In fact, since 1976, U.S. stocks and bonds have not declined at the same time for more than two consecutive months. Over the last 60 years, there’s only been one year in which both stocks and bonds posted an annual decline (1969).You can actually make a bolder statement than that given that the Barclays US Aggregate Index' inception wasn't until 1976. The S&P 500 and "Agg" have never declined at the same time for more than two consecutive months. As surprising to me was that stocks and bonds on a stand-alone basis have only declined more than two straights months about 5% of the time (i.e. once every year and eights months).
Jeremy Schwartz (@JeremyDSchwartz) outlined a few months back during a back and forth that stocks (especially small cap stocks) have historically performed very well during periods of rising rates... going back all the way to the 1950's.

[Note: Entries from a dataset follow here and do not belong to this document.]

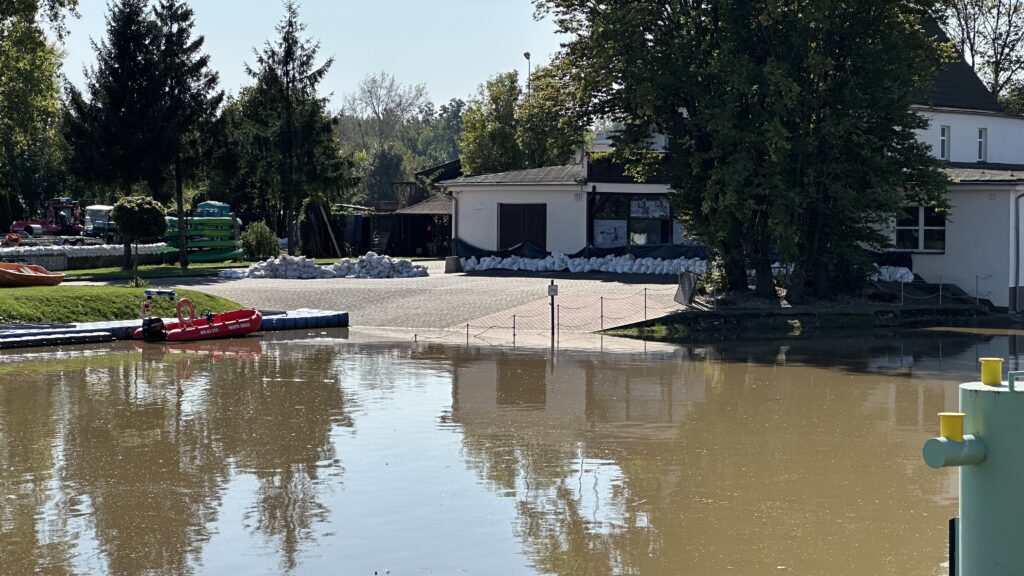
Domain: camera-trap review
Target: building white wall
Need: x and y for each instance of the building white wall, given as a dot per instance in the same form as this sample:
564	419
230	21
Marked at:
1006	134
476	213
979	244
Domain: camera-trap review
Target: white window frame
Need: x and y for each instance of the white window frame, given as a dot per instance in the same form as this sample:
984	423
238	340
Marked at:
945	139
921	229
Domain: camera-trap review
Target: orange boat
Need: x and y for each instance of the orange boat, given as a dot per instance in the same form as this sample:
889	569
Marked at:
28	275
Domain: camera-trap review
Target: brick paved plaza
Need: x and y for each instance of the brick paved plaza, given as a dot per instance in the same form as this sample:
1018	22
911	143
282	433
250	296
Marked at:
453	300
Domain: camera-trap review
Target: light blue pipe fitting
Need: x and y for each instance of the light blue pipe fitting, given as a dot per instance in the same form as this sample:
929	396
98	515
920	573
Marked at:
942	452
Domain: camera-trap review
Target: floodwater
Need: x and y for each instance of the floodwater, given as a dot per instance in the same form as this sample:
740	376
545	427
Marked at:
328	455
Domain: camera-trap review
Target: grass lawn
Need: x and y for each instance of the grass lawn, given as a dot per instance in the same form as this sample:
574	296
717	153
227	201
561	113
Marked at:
92	303
172	271
154	271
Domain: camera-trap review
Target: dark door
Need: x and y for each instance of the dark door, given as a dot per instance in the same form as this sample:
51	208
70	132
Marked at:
519	222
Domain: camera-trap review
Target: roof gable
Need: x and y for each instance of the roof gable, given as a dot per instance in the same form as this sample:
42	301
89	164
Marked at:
957	85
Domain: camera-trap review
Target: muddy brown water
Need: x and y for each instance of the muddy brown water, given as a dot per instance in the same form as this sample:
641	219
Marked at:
324	455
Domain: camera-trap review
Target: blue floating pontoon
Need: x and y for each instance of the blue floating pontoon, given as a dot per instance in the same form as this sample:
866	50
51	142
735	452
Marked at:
90	332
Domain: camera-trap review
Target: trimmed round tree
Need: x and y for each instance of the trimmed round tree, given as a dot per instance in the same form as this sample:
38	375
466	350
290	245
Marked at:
138	217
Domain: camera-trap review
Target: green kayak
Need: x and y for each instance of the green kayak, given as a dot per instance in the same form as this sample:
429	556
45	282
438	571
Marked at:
216	255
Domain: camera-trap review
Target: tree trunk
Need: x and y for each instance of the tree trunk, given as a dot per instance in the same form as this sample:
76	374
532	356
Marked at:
764	286
764	282
293	233
129	261
821	288
179	204
734	262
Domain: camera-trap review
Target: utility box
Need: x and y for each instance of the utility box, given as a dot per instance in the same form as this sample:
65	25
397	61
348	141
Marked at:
990	455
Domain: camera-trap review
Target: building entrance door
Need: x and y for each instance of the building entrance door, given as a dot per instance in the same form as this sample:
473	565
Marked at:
519	222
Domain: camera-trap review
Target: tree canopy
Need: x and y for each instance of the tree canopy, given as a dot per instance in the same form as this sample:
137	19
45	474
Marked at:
32	156
188	104
115	127
790	128
507	128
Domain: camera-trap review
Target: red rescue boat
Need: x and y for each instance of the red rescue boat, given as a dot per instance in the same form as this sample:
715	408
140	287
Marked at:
190	327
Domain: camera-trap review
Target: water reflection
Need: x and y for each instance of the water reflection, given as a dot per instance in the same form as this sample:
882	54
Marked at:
322	455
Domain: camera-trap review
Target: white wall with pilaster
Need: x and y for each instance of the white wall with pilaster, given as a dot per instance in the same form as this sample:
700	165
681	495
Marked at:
1006	134
980	252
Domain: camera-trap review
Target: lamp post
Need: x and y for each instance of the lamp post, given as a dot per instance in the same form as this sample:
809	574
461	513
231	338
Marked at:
528	70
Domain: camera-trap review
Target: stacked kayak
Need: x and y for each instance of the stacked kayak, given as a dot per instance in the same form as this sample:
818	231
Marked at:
212	234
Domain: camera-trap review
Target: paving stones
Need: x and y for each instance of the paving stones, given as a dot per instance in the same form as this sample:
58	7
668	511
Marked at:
444	300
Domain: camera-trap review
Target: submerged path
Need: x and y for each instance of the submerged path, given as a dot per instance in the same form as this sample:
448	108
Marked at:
453	300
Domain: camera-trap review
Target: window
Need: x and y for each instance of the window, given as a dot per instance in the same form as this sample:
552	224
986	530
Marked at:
921	229
622	219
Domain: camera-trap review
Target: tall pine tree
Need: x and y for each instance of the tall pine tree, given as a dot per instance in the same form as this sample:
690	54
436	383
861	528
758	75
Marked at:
116	134
114	127
189	100
287	72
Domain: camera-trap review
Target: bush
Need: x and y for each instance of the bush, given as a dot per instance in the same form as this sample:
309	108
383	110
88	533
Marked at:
259	242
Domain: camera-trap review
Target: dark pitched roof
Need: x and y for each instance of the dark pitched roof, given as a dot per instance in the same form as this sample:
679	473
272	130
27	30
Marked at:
984	173
550	175
957	86
434	205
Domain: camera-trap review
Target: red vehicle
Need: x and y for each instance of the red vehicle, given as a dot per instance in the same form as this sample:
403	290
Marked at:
62	216
190	327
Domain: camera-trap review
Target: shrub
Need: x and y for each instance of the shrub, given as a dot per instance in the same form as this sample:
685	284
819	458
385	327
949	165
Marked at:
259	242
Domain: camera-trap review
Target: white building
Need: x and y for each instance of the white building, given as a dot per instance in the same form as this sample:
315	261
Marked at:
978	247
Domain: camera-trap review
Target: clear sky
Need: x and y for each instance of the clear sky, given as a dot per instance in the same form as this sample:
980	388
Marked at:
452	46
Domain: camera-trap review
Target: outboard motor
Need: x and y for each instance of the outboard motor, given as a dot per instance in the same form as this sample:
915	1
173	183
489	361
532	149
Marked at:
153	330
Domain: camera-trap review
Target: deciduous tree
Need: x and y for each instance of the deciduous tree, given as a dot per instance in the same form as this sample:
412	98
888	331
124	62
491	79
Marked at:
138	217
488	127
790	126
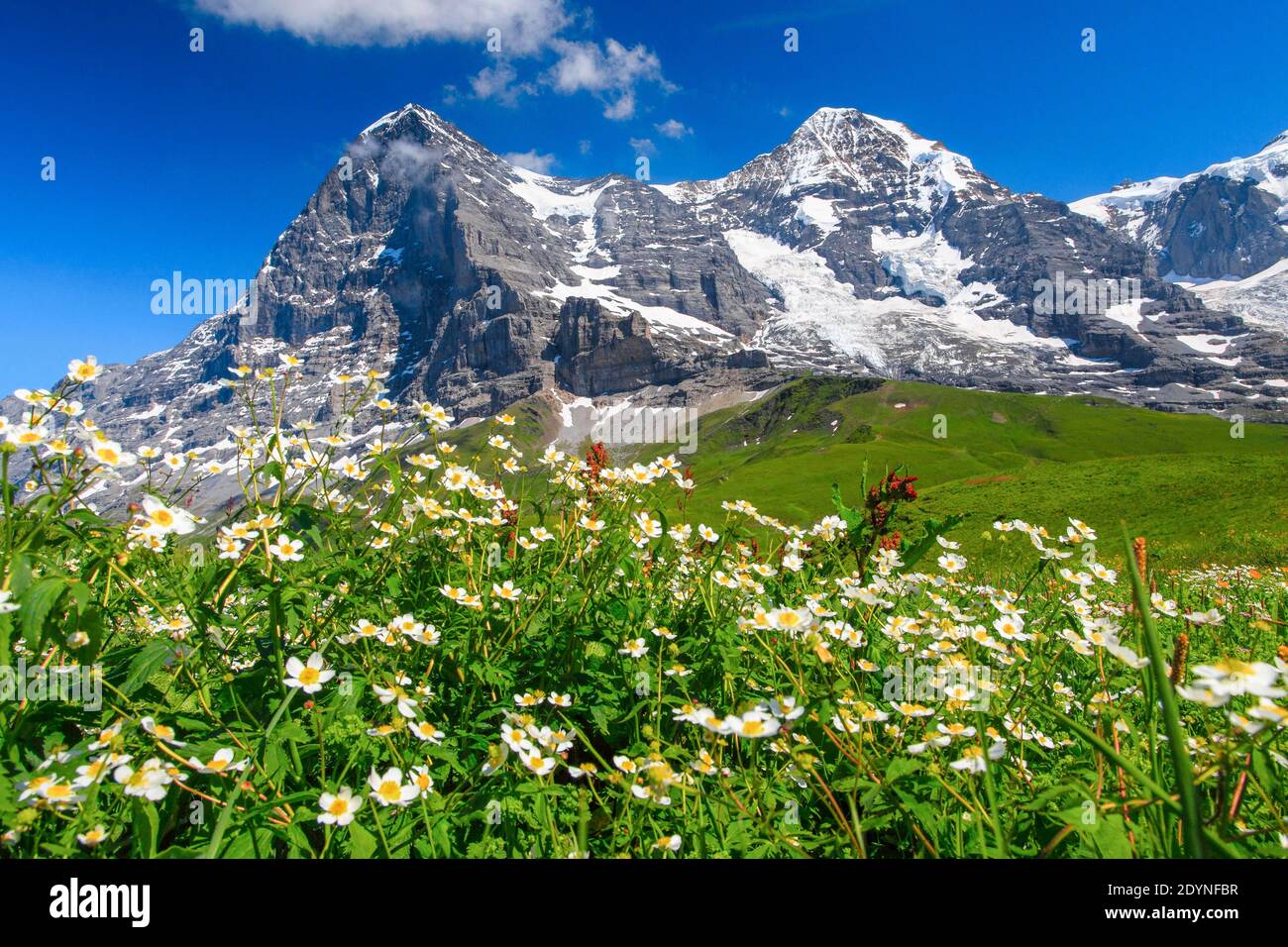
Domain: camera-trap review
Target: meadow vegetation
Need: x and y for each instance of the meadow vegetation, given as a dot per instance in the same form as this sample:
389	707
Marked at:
429	642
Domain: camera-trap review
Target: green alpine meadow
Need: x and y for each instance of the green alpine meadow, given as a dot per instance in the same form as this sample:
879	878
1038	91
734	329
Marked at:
862	620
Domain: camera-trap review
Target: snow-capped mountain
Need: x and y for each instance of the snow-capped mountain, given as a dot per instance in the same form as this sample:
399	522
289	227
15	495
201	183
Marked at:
1222	232
857	247
1229	221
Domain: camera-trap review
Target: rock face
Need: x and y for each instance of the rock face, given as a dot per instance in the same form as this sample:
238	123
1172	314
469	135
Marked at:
855	247
1222	232
1227	222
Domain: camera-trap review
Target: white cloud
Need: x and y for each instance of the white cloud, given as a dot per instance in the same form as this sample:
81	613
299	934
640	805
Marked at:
541	163
500	82
527	26
673	128
610	71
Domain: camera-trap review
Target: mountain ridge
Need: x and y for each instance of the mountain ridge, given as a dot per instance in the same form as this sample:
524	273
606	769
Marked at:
855	247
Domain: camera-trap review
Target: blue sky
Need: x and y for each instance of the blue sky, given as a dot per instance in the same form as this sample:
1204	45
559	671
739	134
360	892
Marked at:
170	159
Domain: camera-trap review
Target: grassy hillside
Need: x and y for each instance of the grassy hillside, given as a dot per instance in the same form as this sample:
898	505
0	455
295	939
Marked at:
1183	479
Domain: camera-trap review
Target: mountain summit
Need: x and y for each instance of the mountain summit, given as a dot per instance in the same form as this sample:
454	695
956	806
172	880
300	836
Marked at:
855	247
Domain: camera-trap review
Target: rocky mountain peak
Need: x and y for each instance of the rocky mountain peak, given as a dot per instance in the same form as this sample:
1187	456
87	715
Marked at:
855	247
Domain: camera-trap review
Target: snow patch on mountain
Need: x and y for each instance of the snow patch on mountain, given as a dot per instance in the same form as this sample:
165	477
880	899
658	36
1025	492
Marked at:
660	317
818	305
540	192
1127	205
1261	298
921	263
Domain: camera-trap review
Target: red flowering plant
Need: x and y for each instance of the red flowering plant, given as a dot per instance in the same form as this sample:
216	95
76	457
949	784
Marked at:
870	527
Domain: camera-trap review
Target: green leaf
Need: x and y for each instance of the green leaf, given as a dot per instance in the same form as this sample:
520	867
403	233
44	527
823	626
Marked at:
364	843
147	663
146	828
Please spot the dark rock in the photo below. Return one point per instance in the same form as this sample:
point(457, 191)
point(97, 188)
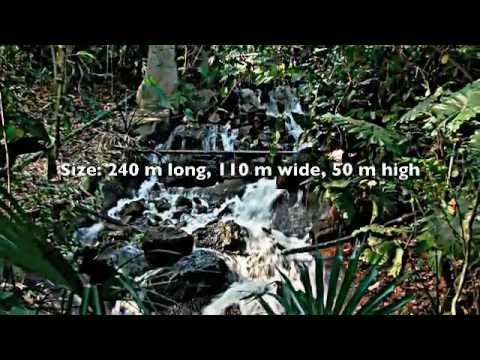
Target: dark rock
point(162, 205)
point(98, 270)
point(291, 219)
point(180, 211)
point(133, 210)
point(183, 201)
point(199, 207)
point(246, 130)
point(163, 246)
point(220, 236)
point(112, 191)
point(202, 273)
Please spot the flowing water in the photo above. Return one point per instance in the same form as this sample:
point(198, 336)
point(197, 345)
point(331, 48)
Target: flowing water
point(254, 210)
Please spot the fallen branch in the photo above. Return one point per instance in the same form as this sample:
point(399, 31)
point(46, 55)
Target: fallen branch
point(97, 118)
point(34, 157)
point(7, 157)
point(467, 239)
point(343, 239)
point(100, 216)
point(203, 152)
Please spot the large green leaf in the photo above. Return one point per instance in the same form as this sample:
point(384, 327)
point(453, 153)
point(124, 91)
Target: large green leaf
point(25, 245)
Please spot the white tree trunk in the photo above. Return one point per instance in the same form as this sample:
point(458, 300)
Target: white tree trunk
point(162, 68)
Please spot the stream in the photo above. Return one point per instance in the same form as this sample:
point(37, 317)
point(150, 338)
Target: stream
point(253, 209)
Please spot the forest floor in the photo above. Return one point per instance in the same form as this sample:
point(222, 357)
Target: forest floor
point(97, 144)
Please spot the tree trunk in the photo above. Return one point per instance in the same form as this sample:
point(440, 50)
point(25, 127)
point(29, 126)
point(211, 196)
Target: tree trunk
point(162, 69)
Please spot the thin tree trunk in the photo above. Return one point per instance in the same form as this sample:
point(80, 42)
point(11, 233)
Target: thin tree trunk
point(467, 249)
point(162, 71)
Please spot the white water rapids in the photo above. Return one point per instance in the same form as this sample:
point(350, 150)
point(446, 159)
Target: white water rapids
point(258, 269)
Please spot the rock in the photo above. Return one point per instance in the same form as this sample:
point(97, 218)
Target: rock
point(112, 191)
point(180, 211)
point(128, 259)
point(223, 236)
point(133, 210)
point(202, 273)
point(162, 205)
point(154, 126)
point(246, 130)
point(163, 246)
point(323, 229)
point(183, 201)
point(199, 207)
point(98, 270)
point(291, 219)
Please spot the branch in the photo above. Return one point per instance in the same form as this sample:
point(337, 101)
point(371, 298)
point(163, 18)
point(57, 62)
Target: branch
point(203, 152)
point(343, 239)
point(467, 249)
point(38, 155)
point(7, 157)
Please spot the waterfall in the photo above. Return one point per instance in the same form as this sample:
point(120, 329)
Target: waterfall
point(226, 135)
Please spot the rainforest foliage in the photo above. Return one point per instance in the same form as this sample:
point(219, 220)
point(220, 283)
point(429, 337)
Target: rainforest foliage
point(372, 104)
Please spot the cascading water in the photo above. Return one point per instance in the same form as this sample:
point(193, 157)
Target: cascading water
point(257, 267)
point(226, 135)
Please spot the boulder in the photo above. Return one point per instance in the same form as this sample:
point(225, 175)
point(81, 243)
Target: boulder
point(162, 205)
point(183, 201)
point(202, 273)
point(223, 236)
point(163, 245)
point(133, 210)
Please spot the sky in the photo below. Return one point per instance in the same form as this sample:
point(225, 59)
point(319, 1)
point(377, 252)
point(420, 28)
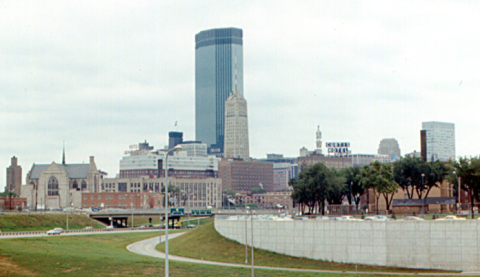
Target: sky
point(103, 75)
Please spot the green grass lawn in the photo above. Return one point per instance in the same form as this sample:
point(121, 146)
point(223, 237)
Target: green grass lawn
point(104, 255)
point(44, 222)
point(205, 243)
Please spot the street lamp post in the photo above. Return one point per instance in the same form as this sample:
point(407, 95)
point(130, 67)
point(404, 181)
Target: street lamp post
point(423, 182)
point(131, 205)
point(253, 274)
point(458, 204)
point(246, 250)
point(165, 157)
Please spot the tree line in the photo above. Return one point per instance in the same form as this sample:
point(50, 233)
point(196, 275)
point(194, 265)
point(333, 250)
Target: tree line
point(318, 185)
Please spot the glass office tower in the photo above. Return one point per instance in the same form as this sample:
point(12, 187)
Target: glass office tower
point(217, 53)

Taking that one step further, the below breaks out performance by small, mid, large across value and growth during periods of rising rates since 1994 (I can only get daily Russell data going back 20 years). In this case, rising rates is defined as periods where the 10 year Treasury rose more than 100 bps without a 50 bp decline (there have been 9 such periods since 1994). Not only have stocks broadly performed exceptionally well in these periods (with small caps outperforming), growth stocks have performed even better (the less "bond-like" the stocks, the better the performance in rising rate environments).